- Iga Swiatek perdeu na final do WTA 500 de Bad Homburg para Jessica Pegula.
- A derrota gerou reflexões sobre a carreira da tenista polonesa.
- Swiatek recordou sua experiência em Bad Homburg em 1973, quando competiu em quadras de saibro.
- Em 1974, ela não foi convocada para a Federation Cup, apesar de ter garantido sua vaga, o que a deixou frustrada.
- Agora, Swiatek foca em Wimbledon, onde espera ter um bom desempenho.
A ex-número 1 do mundo, Iga Swiatek, enfrentou mais um revés em sua carreira ao perder na final do WTA 500 de Bad Homburg para a americana Jessica Pegula.
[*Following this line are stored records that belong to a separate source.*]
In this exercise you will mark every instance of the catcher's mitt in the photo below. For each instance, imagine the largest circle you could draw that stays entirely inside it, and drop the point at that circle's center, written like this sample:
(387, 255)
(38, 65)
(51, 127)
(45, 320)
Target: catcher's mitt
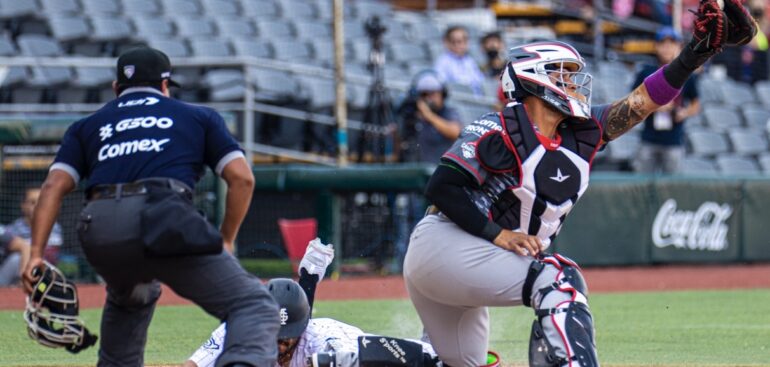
(709, 27)
(741, 26)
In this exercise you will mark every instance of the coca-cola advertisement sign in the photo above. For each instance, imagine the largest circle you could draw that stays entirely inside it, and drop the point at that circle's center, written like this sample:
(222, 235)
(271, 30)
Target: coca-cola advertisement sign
(703, 229)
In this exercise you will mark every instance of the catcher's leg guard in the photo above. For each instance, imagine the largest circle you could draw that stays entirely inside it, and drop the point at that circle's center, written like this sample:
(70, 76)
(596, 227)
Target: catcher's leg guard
(563, 334)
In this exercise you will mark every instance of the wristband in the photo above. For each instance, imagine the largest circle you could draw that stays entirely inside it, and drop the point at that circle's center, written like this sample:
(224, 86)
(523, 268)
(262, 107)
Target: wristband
(659, 89)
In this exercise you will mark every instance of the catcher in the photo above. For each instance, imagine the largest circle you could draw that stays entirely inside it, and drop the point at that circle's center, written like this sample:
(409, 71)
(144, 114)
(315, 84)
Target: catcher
(323, 342)
(503, 190)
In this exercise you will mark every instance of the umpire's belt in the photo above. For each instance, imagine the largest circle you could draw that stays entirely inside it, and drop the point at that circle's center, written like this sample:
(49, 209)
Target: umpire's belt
(140, 187)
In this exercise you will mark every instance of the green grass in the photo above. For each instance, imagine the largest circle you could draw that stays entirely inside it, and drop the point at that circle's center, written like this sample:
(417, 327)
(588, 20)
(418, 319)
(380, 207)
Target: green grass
(704, 328)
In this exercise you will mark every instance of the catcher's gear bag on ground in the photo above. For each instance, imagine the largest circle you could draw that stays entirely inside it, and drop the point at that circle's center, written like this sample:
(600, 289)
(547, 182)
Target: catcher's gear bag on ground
(52, 313)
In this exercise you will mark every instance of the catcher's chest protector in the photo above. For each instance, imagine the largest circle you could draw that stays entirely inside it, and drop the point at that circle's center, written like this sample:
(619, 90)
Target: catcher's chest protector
(537, 184)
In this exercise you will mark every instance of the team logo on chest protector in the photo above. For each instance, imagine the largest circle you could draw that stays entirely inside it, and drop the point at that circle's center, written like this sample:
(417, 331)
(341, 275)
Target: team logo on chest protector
(557, 178)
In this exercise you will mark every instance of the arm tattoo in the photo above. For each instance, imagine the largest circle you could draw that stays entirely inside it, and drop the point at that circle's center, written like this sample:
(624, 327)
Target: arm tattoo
(627, 112)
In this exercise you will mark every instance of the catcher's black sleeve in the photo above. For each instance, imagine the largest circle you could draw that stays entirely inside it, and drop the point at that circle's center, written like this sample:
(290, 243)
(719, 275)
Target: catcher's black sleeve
(445, 191)
(308, 282)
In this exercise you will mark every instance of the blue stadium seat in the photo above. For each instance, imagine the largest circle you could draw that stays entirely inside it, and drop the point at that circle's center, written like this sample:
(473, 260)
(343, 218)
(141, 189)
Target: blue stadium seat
(101, 7)
(60, 6)
(721, 118)
(221, 8)
(736, 165)
(697, 166)
(141, 8)
(272, 29)
(210, 47)
(149, 28)
(235, 28)
(15, 9)
(181, 8)
(111, 29)
(195, 27)
(705, 143)
(261, 9)
(69, 28)
(253, 47)
(748, 141)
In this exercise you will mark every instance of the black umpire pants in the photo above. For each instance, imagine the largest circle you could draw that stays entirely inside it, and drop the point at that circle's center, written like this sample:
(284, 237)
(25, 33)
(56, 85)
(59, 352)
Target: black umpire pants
(217, 283)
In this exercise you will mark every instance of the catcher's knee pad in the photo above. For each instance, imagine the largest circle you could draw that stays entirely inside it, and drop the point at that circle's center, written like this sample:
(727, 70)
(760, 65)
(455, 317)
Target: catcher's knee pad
(563, 334)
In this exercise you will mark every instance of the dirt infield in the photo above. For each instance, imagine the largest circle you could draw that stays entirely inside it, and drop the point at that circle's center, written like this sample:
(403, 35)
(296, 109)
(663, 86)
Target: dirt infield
(600, 280)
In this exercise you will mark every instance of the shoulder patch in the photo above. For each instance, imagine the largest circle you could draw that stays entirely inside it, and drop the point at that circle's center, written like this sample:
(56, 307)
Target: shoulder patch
(494, 155)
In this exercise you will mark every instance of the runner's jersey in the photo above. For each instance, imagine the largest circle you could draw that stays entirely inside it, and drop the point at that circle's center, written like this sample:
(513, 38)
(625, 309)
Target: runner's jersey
(527, 182)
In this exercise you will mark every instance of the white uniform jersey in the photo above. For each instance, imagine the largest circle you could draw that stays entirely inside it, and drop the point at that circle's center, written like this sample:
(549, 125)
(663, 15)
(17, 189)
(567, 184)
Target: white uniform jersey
(321, 335)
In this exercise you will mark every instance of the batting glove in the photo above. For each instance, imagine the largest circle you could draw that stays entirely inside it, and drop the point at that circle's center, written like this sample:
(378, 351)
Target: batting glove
(317, 258)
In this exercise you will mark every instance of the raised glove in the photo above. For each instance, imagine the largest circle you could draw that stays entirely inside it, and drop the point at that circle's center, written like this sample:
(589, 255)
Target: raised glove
(741, 26)
(317, 257)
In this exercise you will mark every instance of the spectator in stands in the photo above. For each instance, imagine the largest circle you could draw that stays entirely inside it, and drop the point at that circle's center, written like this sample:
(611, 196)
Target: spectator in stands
(456, 65)
(14, 254)
(21, 226)
(662, 146)
(430, 126)
(492, 44)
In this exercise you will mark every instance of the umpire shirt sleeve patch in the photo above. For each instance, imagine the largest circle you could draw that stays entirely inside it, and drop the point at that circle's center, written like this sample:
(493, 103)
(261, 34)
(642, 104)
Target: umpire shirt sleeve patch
(66, 168)
(229, 157)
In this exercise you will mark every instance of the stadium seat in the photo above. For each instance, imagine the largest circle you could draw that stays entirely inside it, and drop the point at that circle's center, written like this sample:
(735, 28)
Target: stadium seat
(101, 7)
(93, 76)
(253, 47)
(755, 116)
(764, 162)
(37, 45)
(273, 29)
(720, 118)
(141, 8)
(69, 28)
(111, 29)
(407, 53)
(195, 27)
(149, 28)
(7, 48)
(261, 9)
(59, 7)
(210, 47)
(736, 165)
(171, 47)
(706, 143)
(748, 141)
(313, 30)
(697, 166)
(235, 28)
(181, 8)
(15, 9)
(221, 8)
(740, 94)
(292, 50)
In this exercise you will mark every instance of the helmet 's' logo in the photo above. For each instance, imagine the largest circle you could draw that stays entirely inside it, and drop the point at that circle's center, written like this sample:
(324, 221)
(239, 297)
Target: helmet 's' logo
(128, 71)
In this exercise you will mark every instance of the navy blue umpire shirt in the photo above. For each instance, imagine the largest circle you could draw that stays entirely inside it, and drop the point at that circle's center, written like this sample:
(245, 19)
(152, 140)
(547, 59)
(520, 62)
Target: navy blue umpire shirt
(144, 134)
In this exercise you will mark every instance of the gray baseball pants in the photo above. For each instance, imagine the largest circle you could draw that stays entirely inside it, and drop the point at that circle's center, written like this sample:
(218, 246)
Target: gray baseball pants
(453, 276)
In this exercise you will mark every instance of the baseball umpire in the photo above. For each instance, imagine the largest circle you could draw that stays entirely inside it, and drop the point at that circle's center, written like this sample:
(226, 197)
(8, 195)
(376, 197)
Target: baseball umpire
(503, 190)
(142, 154)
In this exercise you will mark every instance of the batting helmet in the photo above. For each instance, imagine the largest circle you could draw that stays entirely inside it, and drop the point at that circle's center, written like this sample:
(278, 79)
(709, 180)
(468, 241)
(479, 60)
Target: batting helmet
(295, 309)
(551, 71)
(52, 313)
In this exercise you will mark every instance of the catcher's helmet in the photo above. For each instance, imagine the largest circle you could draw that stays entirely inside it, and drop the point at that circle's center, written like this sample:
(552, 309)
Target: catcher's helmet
(295, 309)
(52, 313)
(551, 71)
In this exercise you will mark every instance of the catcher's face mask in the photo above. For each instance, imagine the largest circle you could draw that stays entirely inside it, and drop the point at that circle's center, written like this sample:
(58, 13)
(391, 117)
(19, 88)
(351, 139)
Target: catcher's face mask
(52, 313)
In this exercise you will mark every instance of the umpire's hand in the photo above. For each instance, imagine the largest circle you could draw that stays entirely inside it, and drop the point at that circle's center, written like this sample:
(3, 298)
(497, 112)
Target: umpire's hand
(520, 243)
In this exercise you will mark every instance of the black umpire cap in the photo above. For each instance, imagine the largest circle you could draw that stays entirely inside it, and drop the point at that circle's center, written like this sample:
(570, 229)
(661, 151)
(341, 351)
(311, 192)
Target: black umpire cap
(142, 66)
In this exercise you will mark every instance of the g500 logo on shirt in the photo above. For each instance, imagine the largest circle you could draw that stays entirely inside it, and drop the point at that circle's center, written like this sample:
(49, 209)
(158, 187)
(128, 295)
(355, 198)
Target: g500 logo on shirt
(130, 147)
(147, 122)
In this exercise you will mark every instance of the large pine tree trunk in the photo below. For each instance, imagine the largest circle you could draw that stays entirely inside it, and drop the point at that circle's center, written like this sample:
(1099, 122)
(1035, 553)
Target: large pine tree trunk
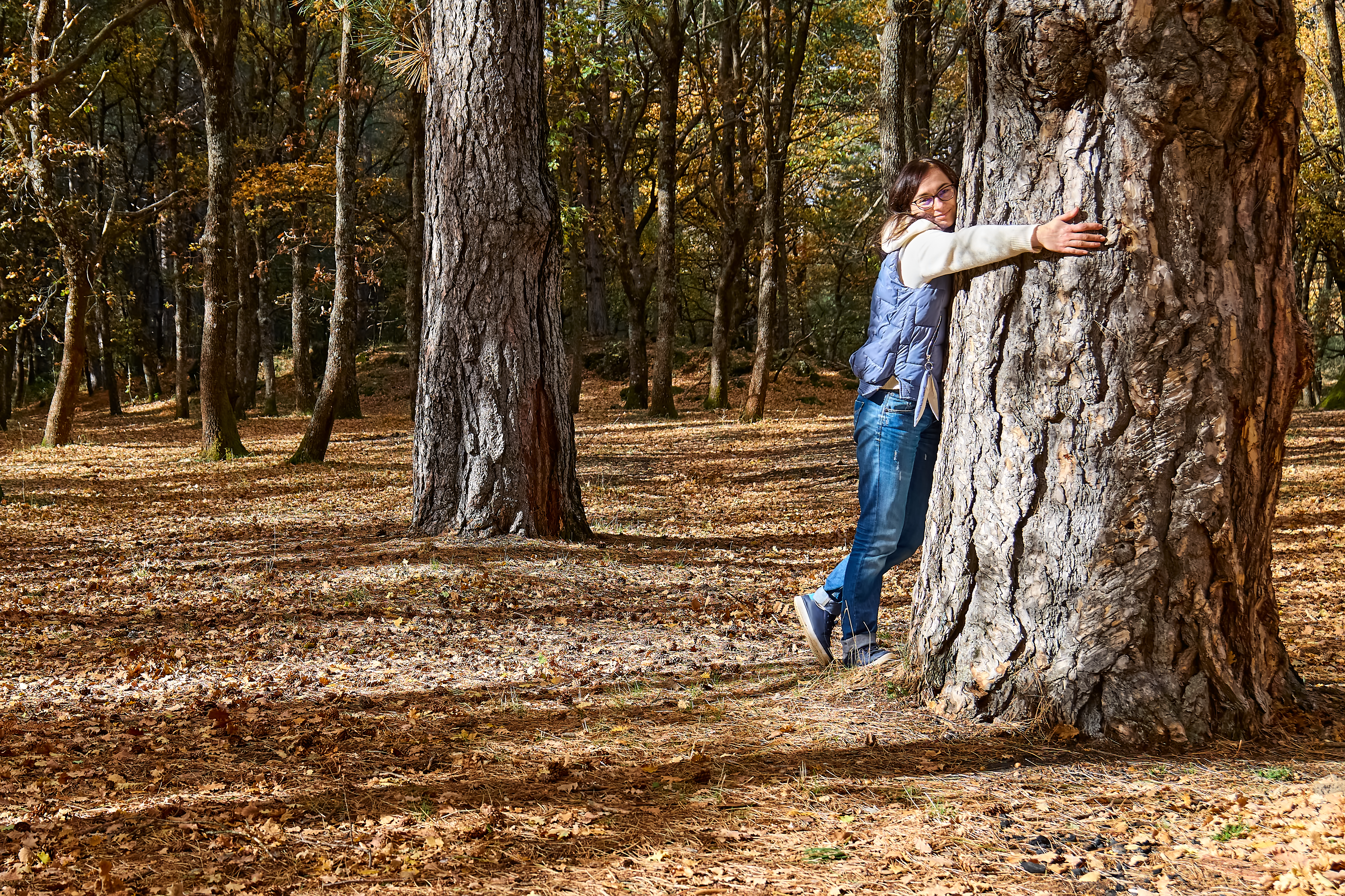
(1100, 540)
(494, 446)
(669, 48)
(340, 373)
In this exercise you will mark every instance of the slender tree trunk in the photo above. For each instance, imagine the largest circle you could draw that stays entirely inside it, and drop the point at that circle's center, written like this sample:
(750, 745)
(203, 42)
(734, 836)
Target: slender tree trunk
(736, 205)
(219, 426)
(783, 320)
(892, 134)
(299, 255)
(637, 350)
(301, 283)
(778, 124)
(637, 284)
(1100, 541)
(63, 412)
(247, 350)
(415, 235)
(1335, 75)
(576, 364)
(340, 372)
(590, 179)
(494, 446)
(182, 342)
(103, 321)
(669, 48)
(213, 42)
(149, 357)
(9, 352)
(266, 332)
(21, 375)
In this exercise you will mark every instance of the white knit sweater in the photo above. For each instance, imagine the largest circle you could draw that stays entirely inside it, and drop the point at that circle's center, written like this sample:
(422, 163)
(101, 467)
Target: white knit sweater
(929, 253)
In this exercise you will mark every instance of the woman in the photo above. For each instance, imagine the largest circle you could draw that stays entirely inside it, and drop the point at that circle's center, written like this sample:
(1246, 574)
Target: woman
(900, 371)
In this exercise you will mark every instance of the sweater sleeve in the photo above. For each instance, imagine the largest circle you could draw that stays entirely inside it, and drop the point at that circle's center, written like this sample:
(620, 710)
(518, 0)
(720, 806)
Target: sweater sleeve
(934, 253)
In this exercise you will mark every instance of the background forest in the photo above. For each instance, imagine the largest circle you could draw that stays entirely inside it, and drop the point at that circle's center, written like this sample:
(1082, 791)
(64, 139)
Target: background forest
(644, 108)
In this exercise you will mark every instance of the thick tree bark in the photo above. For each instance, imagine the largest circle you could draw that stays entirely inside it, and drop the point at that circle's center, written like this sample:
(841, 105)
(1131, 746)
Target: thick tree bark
(340, 372)
(669, 48)
(212, 37)
(796, 21)
(415, 233)
(494, 447)
(1100, 541)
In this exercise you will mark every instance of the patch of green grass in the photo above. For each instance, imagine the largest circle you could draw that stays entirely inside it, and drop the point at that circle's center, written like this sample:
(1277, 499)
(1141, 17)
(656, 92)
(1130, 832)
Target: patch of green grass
(824, 855)
(1274, 774)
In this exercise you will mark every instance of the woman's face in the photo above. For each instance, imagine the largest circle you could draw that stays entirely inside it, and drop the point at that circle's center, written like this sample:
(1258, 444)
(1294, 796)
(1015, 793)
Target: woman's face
(937, 200)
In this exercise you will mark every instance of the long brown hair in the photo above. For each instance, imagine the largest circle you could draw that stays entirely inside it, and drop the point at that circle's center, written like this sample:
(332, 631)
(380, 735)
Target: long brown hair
(903, 192)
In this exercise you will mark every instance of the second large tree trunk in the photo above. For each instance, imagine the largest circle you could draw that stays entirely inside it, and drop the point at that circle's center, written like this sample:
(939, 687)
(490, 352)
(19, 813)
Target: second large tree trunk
(494, 446)
(340, 373)
(1100, 541)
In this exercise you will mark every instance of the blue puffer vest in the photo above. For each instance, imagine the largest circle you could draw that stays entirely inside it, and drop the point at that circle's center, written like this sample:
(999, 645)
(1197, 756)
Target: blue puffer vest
(909, 336)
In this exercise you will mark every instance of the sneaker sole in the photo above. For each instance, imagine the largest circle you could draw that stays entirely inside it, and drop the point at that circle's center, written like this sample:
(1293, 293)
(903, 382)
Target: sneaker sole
(820, 650)
(887, 659)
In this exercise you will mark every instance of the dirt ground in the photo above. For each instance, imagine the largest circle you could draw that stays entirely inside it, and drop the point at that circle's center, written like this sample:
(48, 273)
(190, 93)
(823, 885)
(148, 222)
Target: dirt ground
(247, 679)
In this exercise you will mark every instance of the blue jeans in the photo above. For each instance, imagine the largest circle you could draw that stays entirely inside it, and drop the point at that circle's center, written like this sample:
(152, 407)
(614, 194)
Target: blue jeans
(896, 471)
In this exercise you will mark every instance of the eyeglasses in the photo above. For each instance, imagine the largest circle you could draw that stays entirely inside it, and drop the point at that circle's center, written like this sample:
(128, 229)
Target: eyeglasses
(944, 196)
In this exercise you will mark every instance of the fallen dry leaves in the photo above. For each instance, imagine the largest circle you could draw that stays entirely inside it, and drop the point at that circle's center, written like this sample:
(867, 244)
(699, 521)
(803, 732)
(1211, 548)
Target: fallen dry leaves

A derrota, ocorrida na semana passada, trouxe à tona reflexões sobre a trajetória da tenista polonesa e suas experiências passadas.
Bad Homburg, embora não seja um destino popular na Alemanha, tem uma conexão histórica com o tênis. A autora do relato recorda sua passagem pelo clube em 1973, onde competiu em quadras de saibro. Desde 2021, o torneio passou a ser disputado em grama, integrando o circuito pré-Wimbledon. A autora relembra que, em 1974, estava prestes a representar o Brasil na então chamada Federation Cup, mas foi frustrada ao não ser convocada, apesar de ter garantido sua vaga.
A competição, que reunia as melhores tenistas do mundo, foi um marco na carreira da autora, que tinha apenas 16 anos na época. Ela recorda a decepção ao receber um telegrama com a ordem dos nomes invertida, o que a relegou a uma posição de reserva. Essa frustração a levou a um momento decisivo em sua carreira, onde, sob a orientação de seu pai, decidiu responder com desempenho nas quadras.
“O ano seguinte foi o primeiro dos onze consecutivos que fiquei no topo do ranking brasileiro,” afirma a autora, que ainda mantém o recorde de participações na competição. Com a experiência de Bad Homburg agora para trás, o foco está voltado para Wimbledon, onde espera brilhar e deixar sua marca.